The clinical features of patients with nonunions were comprehensively interpreted by the attending physician after admission. Baseline demographic features, including age, sex, BMI, smoking, and fracture position were collected. A nonunion was determined as radiographic evidence of nonprogression of healing for at least 3 months, or lack of healing by 9 months since the initial injury . According to the 2018 Infected Nonunion Consensus Definition , information on demographics, histological, and microbiological results from intraoperative sampling; visible pus; sinus tract; and serum inflammatory markers were recorded. The presence of an active infection was either confirmed by microbial detection in tissue and joint samples, or in the case of negative microbial detection, by the presence of a soft tissue defect with an exposed plate and existing joint sinus. The 275 patients were divided into two groups: 74 patients with infected nonunion and 201 aseptic patients.
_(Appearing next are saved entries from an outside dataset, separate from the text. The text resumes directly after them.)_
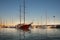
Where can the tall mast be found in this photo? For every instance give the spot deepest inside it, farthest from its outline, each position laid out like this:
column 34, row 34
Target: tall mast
column 24, row 11
column 20, row 13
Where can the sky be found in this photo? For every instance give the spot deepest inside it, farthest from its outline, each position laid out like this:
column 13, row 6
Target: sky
column 35, row 10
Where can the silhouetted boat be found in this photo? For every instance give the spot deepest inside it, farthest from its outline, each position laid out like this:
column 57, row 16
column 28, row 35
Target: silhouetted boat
column 23, row 26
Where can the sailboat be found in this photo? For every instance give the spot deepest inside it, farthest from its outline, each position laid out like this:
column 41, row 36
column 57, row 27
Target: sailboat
column 23, row 26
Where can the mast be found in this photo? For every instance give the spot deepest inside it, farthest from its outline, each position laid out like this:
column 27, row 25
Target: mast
column 20, row 13
column 24, row 11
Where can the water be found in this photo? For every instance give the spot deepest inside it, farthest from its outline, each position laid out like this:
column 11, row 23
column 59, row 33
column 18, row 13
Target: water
column 33, row 34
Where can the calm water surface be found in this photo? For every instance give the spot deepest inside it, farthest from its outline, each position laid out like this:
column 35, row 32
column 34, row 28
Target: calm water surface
column 33, row 34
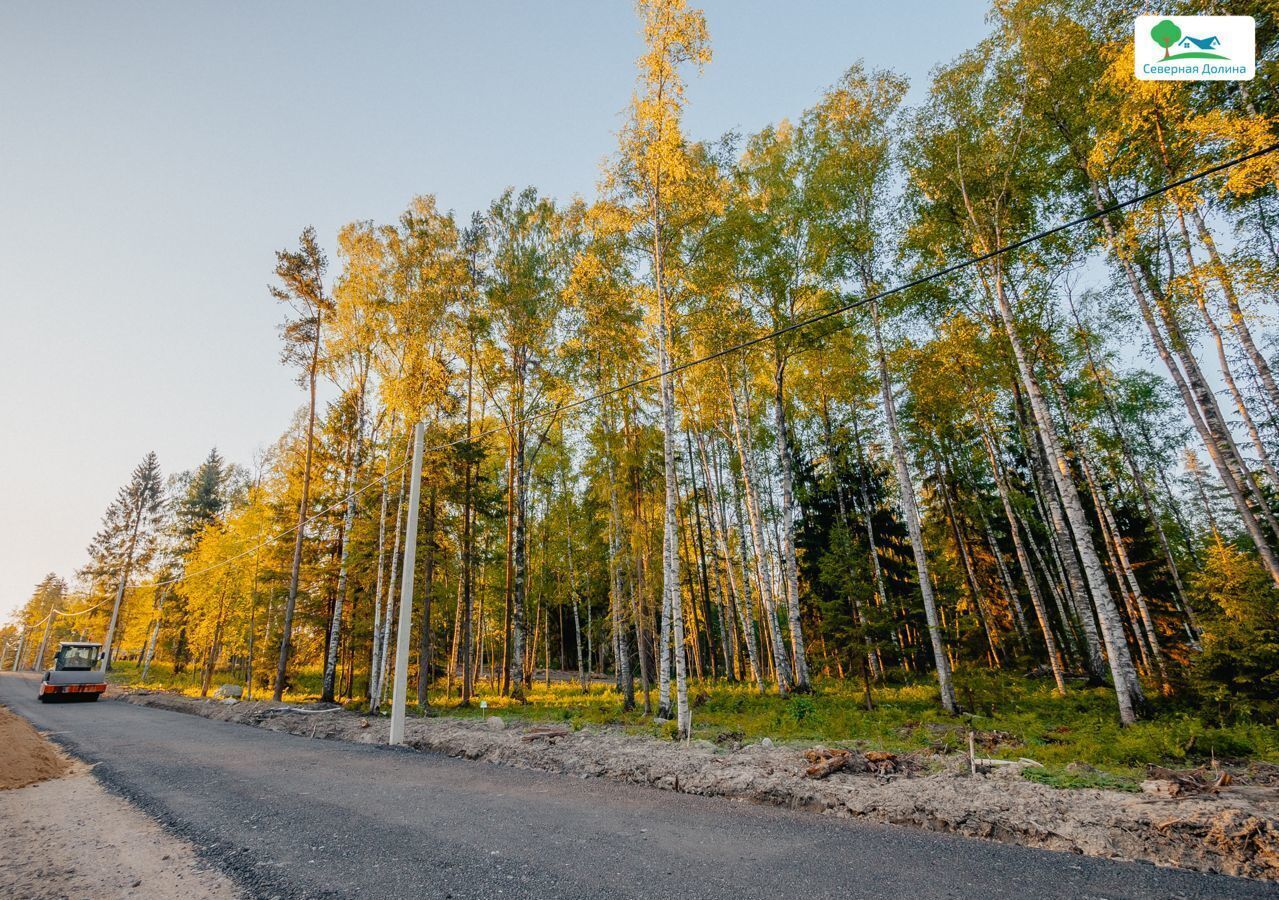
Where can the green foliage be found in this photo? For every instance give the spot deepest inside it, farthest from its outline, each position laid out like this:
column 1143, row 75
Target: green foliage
column 1165, row 33
column 1237, row 675
column 801, row 708
column 1064, row 779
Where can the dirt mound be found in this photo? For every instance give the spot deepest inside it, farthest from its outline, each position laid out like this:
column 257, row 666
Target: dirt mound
column 24, row 756
column 1229, row 831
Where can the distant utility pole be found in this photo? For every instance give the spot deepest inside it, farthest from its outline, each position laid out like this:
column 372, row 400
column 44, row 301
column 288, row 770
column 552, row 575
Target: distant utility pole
column 22, row 643
column 406, row 618
column 44, row 642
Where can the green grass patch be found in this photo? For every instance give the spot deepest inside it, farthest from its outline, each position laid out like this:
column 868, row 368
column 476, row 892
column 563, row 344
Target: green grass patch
column 1066, row 780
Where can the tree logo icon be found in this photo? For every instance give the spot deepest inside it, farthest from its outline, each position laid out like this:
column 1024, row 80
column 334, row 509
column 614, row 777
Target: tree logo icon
column 1168, row 35
column 1165, row 33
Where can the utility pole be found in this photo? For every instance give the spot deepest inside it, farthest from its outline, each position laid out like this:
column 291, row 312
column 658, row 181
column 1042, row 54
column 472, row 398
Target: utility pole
column 406, row 615
column 22, row 643
column 44, row 641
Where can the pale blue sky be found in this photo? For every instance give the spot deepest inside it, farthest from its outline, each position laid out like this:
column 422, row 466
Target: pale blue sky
column 154, row 155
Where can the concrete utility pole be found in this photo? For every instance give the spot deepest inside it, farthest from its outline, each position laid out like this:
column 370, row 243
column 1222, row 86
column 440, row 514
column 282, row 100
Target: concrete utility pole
column 22, row 644
column 406, row 618
column 44, row 642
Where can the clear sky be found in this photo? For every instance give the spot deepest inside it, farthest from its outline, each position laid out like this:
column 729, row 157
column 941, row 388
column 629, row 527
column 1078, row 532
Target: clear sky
column 154, row 156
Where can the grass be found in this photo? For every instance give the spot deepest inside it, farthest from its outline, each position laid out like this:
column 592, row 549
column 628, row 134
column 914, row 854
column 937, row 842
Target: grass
column 1013, row 717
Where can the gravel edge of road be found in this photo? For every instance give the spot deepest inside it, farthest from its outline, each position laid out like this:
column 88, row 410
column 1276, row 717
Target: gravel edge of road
column 1236, row 835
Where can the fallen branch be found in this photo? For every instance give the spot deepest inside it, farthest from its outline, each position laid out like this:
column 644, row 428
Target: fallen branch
column 825, row 762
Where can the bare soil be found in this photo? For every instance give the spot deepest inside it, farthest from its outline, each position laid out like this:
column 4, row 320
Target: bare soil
column 63, row 835
column 1233, row 830
column 24, row 756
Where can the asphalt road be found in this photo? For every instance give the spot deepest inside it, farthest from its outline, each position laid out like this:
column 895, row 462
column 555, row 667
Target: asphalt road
column 290, row 817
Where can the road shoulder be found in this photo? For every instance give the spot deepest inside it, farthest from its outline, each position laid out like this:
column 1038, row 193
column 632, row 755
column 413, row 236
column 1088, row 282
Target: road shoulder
column 64, row 835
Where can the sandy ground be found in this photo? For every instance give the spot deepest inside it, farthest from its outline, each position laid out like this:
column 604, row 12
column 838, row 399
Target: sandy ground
column 63, row 835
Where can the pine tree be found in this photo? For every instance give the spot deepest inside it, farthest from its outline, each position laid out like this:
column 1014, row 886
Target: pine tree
column 127, row 537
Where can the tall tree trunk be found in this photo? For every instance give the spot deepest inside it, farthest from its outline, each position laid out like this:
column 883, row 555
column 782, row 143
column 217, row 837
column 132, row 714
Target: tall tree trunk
column 292, row 602
column 780, row 664
column 423, row 642
column 1128, row 690
column 1054, row 657
column 1193, row 399
column 910, row 512
column 348, row 520
column 719, row 535
column 802, row 683
column 125, row 569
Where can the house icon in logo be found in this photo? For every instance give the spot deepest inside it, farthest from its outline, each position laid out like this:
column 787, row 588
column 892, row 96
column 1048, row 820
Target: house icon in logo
column 1200, row 42
column 1167, row 35
column 1193, row 47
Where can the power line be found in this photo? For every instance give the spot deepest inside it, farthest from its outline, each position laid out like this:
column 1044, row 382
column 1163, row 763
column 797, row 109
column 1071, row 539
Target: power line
column 751, row 341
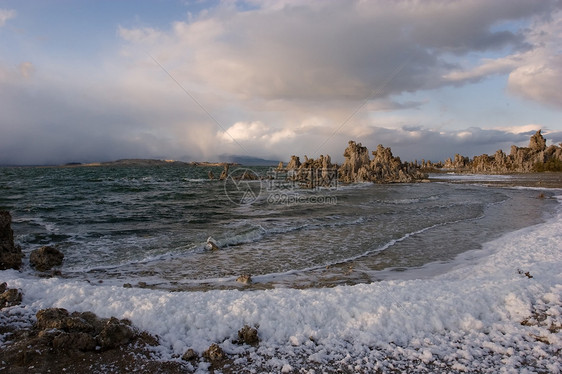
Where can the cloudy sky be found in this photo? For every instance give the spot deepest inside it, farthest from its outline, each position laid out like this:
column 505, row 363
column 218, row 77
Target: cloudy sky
column 84, row 81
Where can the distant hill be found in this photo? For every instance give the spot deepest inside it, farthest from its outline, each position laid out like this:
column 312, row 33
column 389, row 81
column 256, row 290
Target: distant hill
column 144, row 162
column 249, row 161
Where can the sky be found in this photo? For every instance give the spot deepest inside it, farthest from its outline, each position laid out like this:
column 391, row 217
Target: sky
column 87, row 81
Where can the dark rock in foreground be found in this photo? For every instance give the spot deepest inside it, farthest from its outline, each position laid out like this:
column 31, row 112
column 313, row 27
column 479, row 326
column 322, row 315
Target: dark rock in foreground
column 82, row 331
column 45, row 258
column 10, row 255
column 9, row 296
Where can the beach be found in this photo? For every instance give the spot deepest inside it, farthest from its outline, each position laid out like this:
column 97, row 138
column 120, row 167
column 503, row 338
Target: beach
column 492, row 308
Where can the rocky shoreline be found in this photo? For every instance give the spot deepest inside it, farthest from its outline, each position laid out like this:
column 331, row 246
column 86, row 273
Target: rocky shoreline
column 58, row 340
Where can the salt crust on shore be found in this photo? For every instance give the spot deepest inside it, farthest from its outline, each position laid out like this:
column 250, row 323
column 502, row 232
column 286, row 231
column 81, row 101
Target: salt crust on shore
column 468, row 319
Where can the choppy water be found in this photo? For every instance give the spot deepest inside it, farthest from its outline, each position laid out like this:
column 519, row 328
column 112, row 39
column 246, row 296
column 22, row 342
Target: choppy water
column 150, row 224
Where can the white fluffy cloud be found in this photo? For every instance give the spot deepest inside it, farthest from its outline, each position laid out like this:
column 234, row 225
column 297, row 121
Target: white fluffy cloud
column 275, row 78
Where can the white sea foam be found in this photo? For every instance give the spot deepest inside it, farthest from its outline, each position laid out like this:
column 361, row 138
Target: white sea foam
column 468, row 319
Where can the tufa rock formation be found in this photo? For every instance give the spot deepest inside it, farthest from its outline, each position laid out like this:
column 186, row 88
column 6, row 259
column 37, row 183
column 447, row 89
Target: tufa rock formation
column 357, row 167
column 45, row 258
column 383, row 168
column 537, row 157
column 9, row 296
column 10, row 255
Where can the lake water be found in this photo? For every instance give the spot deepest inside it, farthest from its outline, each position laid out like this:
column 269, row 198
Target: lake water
column 131, row 224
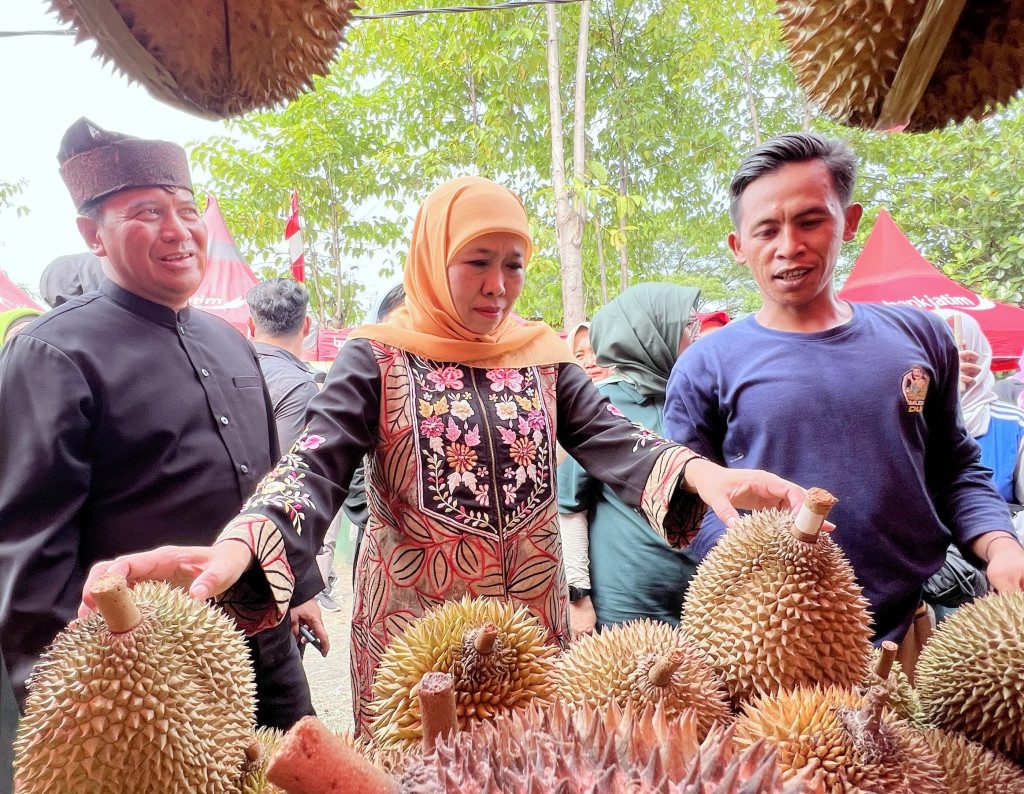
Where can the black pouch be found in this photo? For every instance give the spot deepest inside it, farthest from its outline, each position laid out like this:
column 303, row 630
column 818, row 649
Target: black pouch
column 956, row 583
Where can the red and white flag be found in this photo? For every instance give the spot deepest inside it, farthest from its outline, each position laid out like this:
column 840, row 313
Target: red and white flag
column 293, row 234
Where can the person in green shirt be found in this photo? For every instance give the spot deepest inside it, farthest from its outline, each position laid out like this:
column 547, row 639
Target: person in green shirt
column 617, row 568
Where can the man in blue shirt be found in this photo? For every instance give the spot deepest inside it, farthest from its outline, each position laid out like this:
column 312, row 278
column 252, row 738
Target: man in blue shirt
column 858, row 399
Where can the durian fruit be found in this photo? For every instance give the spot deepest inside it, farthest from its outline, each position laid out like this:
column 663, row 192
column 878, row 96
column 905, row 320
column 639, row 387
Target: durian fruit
column 254, row 780
column 643, row 662
column 775, row 606
column 886, row 671
column 846, row 54
column 612, row 751
column 495, row 650
column 214, row 57
column 153, row 693
column 970, row 675
column 972, row 768
column 857, row 748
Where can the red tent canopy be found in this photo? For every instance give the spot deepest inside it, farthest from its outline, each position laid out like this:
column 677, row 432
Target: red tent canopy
column 227, row 277
column 891, row 270
column 12, row 296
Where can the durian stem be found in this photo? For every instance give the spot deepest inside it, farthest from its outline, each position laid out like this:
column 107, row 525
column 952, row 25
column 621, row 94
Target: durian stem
column 312, row 760
column 920, row 60
column 885, row 665
column 660, row 672
column 870, row 712
column 437, row 710
column 484, row 640
column 115, row 601
column 807, row 525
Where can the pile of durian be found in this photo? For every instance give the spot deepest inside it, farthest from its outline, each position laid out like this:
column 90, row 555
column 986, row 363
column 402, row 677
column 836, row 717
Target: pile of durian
column 768, row 684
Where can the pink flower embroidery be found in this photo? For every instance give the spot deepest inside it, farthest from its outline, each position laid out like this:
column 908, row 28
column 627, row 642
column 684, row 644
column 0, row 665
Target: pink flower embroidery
column 523, row 451
column 461, row 458
column 311, row 443
column 505, row 379
column 446, row 378
column 432, row 427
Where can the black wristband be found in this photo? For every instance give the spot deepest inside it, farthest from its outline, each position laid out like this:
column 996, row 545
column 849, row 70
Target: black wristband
column 576, row 593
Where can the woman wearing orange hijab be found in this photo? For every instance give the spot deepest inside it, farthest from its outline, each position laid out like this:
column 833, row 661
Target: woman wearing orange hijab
column 457, row 403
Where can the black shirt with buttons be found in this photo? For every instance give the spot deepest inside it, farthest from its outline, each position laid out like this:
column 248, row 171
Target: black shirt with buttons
column 126, row 425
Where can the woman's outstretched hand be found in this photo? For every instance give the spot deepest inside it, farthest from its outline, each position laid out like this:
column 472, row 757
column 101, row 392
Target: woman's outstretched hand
column 206, row 571
column 728, row 490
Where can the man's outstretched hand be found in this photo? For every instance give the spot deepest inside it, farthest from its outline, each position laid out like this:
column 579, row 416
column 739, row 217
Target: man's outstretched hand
column 205, row 571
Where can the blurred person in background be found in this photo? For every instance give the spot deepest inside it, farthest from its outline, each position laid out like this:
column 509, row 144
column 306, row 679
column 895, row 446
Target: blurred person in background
column 583, row 351
column 617, row 568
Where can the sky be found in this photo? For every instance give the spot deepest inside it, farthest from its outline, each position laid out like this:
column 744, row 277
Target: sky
column 49, row 82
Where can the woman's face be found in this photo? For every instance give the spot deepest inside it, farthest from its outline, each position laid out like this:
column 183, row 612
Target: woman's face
column 485, row 278
column 583, row 351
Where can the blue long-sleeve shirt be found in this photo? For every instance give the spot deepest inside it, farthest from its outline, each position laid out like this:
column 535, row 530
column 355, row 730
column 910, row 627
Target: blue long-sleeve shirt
column 868, row 411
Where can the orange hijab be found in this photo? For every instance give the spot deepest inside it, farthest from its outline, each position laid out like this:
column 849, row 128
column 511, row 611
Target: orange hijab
column 428, row 325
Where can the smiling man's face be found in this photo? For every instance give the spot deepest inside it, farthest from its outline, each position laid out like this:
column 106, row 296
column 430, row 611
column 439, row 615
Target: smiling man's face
column 155, row 242
column 792, row 225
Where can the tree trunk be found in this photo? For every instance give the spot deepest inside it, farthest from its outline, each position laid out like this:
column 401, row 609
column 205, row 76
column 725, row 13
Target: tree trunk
column 751, row 103
column 624, row 254
column 624, row 182
column 601, row 267
column 568, row 224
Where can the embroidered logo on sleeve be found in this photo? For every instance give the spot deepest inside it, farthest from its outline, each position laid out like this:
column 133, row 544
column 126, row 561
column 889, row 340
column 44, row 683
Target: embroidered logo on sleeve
column 914, row 383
Fasting venous blood samples were collected preoperatively, which were standard practices in our hospital. Within 1–2 h, the blood samples were sent to the Medical Laboratory Center for routine examination. The levels of WBC, CRP, ESR, albumin, globulin, AGR, plasma D-dimer, plasma fibrinogen, PC, MLR, NLR, and PLR were analyzed. Antibiotic use in patients was delayed by at most 2 weeks until after intraoperative specimens were collected, unless the patients needed anti-infective therapy urgently, in which case they were excluded. At least two (usually five) tissue specimens were cultured intraoperatively for at least 7 days after collection and even for 14 days in case of suspected infection associated with low-virulence or specific pathogens.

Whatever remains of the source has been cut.